Lac Gentau sui Pirenei francesi, un’altra catena montuosa che, come le Alpi, potrrebbe contenere un tesoro di idrogeno bianco

Un “Sistema Idrogeno” nelle Montagne

Perché l’idrogeno sia sfruttabile, non basta che si formi. Deve accumularsi, un po’ come il petrolio o il gas naturale, altrimenti questo gas leggerissimo viene a disperdersi nell’atmosfera.. Serve un “sistema”:

  1. La Cucina (Source Rock): Le rocce del mantello nella giusta finestra di temperatura che subiscono serpentinizzazione.
  2. Le Vie di Fuga (Migration Pathways): Le faglie che permettono all’idrogeno, che è leggerissimo, di risalire.
  3. Il Serbatoio (Reservoir): Rocce porose (come arenarie o ghiaie) dove l’idrogeno può accumularsi. Queste rocce si formano spesso nei bacini sedimentari intrappolati durante la formazione delle montagne.
  4. Il Tappo (Seal): Strati di roccia impermeabile (come argille o evaporiti, tipo il sale) che impediscono all’idrogeno di disperdersi. Anche questi strati sono comuni nelle sequenze rocciose coinvolte nelle montagne.

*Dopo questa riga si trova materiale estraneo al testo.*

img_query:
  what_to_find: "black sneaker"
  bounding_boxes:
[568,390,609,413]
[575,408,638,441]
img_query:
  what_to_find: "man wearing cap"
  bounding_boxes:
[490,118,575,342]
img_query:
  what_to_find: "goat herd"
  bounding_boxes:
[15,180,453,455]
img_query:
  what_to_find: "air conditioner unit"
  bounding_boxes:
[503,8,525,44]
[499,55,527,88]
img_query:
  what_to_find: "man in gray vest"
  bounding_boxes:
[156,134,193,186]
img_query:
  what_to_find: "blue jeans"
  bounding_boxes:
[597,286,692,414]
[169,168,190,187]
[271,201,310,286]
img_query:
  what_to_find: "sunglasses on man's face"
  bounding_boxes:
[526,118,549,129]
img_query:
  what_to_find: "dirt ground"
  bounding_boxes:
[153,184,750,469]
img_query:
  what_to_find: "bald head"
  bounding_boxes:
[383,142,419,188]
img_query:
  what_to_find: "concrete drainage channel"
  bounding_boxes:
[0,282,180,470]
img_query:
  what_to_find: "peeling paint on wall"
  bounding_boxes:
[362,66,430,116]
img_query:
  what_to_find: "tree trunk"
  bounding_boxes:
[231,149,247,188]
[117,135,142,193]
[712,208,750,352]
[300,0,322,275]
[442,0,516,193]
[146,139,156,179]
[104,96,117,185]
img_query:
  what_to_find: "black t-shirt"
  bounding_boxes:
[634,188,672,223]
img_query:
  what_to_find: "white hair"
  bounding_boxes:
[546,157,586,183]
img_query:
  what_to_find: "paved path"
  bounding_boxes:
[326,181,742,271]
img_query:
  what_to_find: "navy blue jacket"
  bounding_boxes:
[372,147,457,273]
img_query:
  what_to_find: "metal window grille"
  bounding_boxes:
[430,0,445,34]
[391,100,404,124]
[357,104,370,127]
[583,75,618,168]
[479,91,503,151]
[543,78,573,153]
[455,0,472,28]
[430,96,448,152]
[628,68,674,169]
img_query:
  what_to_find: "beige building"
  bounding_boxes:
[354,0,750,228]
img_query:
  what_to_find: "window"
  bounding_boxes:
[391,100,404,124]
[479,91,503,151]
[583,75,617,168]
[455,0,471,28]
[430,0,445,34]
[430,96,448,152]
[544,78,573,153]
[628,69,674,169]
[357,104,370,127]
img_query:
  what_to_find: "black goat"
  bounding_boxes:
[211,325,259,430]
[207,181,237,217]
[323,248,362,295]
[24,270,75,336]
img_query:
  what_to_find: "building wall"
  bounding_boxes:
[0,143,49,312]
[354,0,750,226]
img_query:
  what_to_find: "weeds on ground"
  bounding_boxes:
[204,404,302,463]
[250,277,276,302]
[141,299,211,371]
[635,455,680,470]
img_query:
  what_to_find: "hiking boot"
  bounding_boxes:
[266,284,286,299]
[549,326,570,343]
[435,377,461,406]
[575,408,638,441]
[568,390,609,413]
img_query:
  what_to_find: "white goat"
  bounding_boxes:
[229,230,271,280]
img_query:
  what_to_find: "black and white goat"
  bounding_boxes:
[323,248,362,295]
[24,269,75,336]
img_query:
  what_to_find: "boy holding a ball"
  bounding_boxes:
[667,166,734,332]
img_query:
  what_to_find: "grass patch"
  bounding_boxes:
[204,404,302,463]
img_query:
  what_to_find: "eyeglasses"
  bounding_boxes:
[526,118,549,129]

Le montagne formatesi per inversione sembrano offrire tutte queste condizioni: la generazione di idrogeno avviene proprio quando e dove rocce serbatoio e rocce sigillo vengono a trovarsi nella posizione giusta per intrappolarlo.

L’unico pozzo attivo d’estrazione dell’idrogene, nel Mali

È Sfruttabile? Potenzialità e Problemi

Le potenzialità sono enormi. Lo studio cita l’esempio del Bacino di Mauléon nei Pirenei occidentali, dove si stima che la quantità di idrogeno generata ogni anno potrebbe, in teoria, coprire il fabbisogno energetico di una città come Tolosa. Ci sono già indizi di generazione di idrogeno in corso nei Pirenei e nei Balcani, e prove “fossili” (segni di antiche reazioni) nelle Alpi.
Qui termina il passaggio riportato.